Un oggetto spesso dimenticato è lo specchietto tascabile. Se sei disperso e un elicottero passa sopra di te, uno specchietto ti rende visibile da chilometri. È letteralmente un salvavita che pesa due grammi.
Organizzazione pratica e manutenzione
Come organizzare fisicamente il kit? La maggior parte dei kit commerciali usa buste di plastica trasparente, che si rompono facilmente. Io raccomando una piccola borsa di nylon rigida, delle dimensioni di una tasca da giacca, con divisori interni. Tutto deve essere sigillato in buste ermetiche per proteggere dai danni dell'umidità.
Una parte fondamentale spesso negletta è la manutenzione del kit. Ogni sei mesi, verifica le date di scadenza, controlla che i cerotti non si siano incollati tra loro, che le creme non abbiano perso consistenza.
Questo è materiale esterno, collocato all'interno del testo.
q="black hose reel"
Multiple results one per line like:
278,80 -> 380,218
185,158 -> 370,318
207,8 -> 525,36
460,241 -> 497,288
Durante la stagione escursionistica, se hai usato qualche elemento, reintegralo subito. Un kit incompleto è peggio di non averne uno.
Secondo i dati del settore europeo di medicina alpina, la maggior parte degli incidenti in montagna riguarda lesioni minori che peggiorano per negligenza medica durante l'evacuazione. Un kit ben fornito non salva solo chi soccorriamo, ma anche noi stessi in caso di emergenza.
Ricorda: portare un kit completo aggiunge meno di mezzo chilo al tuo zaino. È il prezzo più basso per tornare a casa intatto da ogni escursione alpina.